Die grossen Handschuhe, die sich, wenn man sie in die Hand nimmt, so weich anfühlen, sind optisch eine grobe Verharmlosung dessen was passiert wenn man sich eine fängt. Das fühlt sich dann nicht mehr so Micky-Maus-mässig an wie es aussieht, das kann ich euch sagen!

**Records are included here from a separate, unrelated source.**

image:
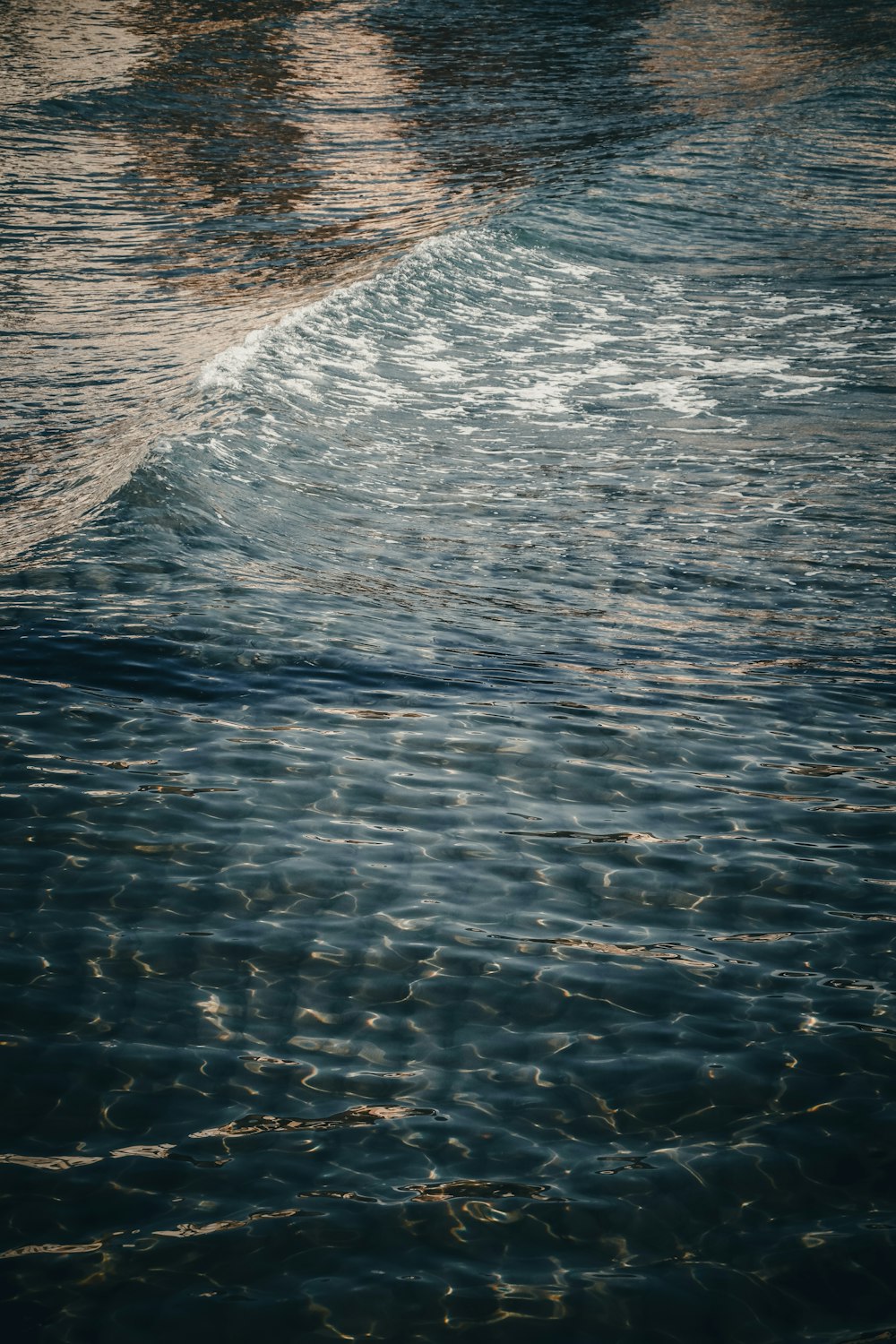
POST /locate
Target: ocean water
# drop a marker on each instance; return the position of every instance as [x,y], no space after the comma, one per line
[446,685]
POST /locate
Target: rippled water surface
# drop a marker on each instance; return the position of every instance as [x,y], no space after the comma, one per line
[446,569]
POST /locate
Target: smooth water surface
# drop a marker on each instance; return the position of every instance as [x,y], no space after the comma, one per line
[446,513]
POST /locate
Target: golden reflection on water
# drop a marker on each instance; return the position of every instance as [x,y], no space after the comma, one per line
[713,53]
[253,164]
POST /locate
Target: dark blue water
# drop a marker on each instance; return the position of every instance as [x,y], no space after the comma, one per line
[446,531]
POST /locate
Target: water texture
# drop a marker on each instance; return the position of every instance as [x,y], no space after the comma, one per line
[446,569]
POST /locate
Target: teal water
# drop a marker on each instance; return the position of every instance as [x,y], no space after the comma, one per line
[446,513]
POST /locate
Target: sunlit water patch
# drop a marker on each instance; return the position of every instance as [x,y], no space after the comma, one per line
[447,790]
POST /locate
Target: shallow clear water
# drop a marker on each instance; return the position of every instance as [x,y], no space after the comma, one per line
[447,648]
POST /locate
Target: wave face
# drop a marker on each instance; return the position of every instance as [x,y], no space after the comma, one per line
[447,679]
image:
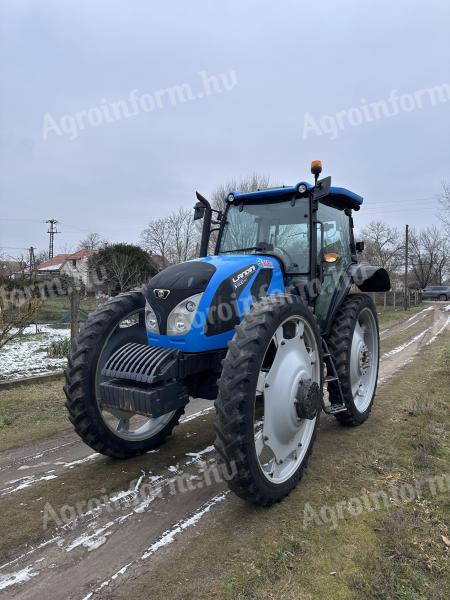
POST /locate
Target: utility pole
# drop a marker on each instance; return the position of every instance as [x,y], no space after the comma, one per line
[31,260]
[406,266]
[51,231]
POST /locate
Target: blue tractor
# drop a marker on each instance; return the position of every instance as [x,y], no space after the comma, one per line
[270,326]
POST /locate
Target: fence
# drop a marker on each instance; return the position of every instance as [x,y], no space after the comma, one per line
[396,299]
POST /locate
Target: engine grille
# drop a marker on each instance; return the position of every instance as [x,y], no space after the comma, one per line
[141,363]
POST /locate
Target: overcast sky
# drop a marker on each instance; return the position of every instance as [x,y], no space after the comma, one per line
[290,67]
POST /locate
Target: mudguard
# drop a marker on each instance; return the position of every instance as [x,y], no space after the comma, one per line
[370,278]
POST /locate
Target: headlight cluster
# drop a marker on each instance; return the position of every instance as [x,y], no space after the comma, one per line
[151,321]
[181,317]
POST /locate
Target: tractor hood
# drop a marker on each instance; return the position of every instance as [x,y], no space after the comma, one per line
[228,284]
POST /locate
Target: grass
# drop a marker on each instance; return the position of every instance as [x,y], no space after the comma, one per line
[392,316]
[59,348]
[31,412]
[394,552]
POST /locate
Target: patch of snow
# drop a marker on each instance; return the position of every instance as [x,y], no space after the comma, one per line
[25,357]
[419,313]
[25,482]
[92,541]
[169,536]
[80,461]
[200,413]
[18,577]
[433,339]
[406,344]
[196,456]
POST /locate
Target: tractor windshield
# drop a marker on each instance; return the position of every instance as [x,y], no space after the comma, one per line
[275,228]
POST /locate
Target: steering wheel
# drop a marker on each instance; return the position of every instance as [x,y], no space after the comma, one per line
[279,250]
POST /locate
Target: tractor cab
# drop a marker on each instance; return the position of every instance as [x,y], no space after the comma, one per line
[307,228]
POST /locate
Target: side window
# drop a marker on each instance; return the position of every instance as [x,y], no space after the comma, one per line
[336,239]
[336,235]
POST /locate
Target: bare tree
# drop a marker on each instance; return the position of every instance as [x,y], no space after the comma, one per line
[92,241]
[125,266]
[15,317]
[384,246]
[156,238]
[429,254]
[444,200]
[174,238]
[183,235]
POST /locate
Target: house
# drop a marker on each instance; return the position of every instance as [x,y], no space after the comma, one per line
[73,265]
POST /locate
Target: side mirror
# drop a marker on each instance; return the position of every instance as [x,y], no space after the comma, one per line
[331,257]
[199,211]
[322,188]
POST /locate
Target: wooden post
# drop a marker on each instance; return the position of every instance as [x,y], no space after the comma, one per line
[406,266]
[74,296]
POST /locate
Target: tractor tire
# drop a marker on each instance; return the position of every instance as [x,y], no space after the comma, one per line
[258,349]
[104,332]
[354,347]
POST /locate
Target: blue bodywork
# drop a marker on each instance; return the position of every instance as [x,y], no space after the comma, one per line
[336,194]
[221,289]
[226,265]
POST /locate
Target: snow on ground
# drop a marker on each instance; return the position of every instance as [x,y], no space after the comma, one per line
[27,355]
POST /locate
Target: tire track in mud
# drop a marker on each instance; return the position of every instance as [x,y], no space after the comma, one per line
[19,471]
[101,549]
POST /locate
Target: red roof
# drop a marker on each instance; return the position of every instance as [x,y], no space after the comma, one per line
[56,260]
[83,253]
[59,259]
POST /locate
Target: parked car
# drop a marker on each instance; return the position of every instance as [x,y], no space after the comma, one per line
[436,292]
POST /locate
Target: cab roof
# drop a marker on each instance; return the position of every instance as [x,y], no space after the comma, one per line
[339,197]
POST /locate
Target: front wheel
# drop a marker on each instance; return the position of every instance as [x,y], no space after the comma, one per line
[113,432]
[354,346]
[269,400]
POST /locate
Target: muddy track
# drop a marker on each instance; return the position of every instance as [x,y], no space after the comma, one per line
[139,521]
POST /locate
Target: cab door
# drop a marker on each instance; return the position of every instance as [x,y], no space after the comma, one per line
[336,244]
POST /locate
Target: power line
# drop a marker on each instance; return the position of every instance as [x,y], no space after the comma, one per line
[51,231]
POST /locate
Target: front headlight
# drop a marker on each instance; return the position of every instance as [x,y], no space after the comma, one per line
[181,318]
[151,320]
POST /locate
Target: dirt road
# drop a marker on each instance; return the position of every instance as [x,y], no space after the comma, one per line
[127,514]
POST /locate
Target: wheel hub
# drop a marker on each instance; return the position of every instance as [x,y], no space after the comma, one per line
[307,399]
[363,358]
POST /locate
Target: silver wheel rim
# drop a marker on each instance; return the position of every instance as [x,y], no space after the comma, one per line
[364,360]
[282,439]
[125,425]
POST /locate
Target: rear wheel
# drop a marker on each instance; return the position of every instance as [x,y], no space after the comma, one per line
[113,432]
[270,399]
[354,347]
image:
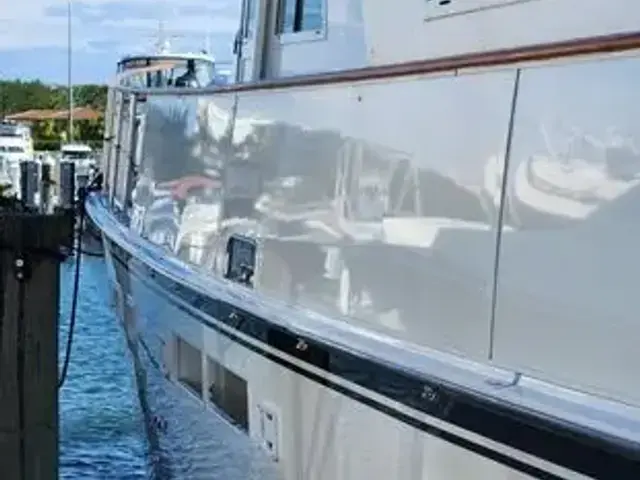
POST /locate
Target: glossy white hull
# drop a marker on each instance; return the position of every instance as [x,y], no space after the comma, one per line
[321,433]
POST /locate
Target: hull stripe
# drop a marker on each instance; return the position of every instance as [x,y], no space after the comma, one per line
[545,438]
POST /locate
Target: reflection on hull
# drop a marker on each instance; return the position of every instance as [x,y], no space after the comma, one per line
[319,275]
[188,440]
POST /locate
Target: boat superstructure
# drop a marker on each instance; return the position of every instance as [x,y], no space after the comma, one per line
[16,145]
[376,252]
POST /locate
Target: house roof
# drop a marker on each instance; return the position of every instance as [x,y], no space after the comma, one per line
[79,113]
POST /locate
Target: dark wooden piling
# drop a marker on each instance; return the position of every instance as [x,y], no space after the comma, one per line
[30,243]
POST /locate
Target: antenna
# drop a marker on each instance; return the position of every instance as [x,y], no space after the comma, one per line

So sehen Sieger aus! Nach einem sicher heimgebrachten TKO in der zweiten von vier Runden sind hier zu sehen (von links nach rechts) einer der Trainer aus dem Gym, ich, Nakagawa und rechts Yonekura-san, dem das Gym gehört. Schaut nochmal genau hin... Nakagawa ist so gross wie ich, aber ich bin vier Gewichtsklassen drüber! VIER! Und ich bin nichtmal besonders massig gebaut! Das ist echt krass, man vergleicht sich ja immer mit den Menschen, die einen umgeben, und kommt sich dann je nachdem extrem sportlich oder extrem übergewichtig vor... Egal, der Abend war Klasse, unser Mann hat tapfer gekämpft und eindeutig gewonnen (der zweite KO im zweiten Kampf seiner noch jungen Profikarriere) und ich war live dabei. Kanns was besseres geben!?

Freitag, 21. März 2014

Der 11. März, etwas verspätet

Gestern war Freitag und Feiertag in Japan, Frühlingsanfang. Ja, das ist ein offizieller Feiertag hier in Japan und kommt immer zusammen mit der Kirschblüte, mehr oder weniger. Das heisst eine Menge Leute waren auf den Strassen und haben Blumen zu den Tempelfiedhöfen und Schreinen gebracht oder einfach das schöne Frühlingswetter genossen. Es war böig und teilweise fast stürmisch, aber meistenteils sonnig und in der Sonne schön warm.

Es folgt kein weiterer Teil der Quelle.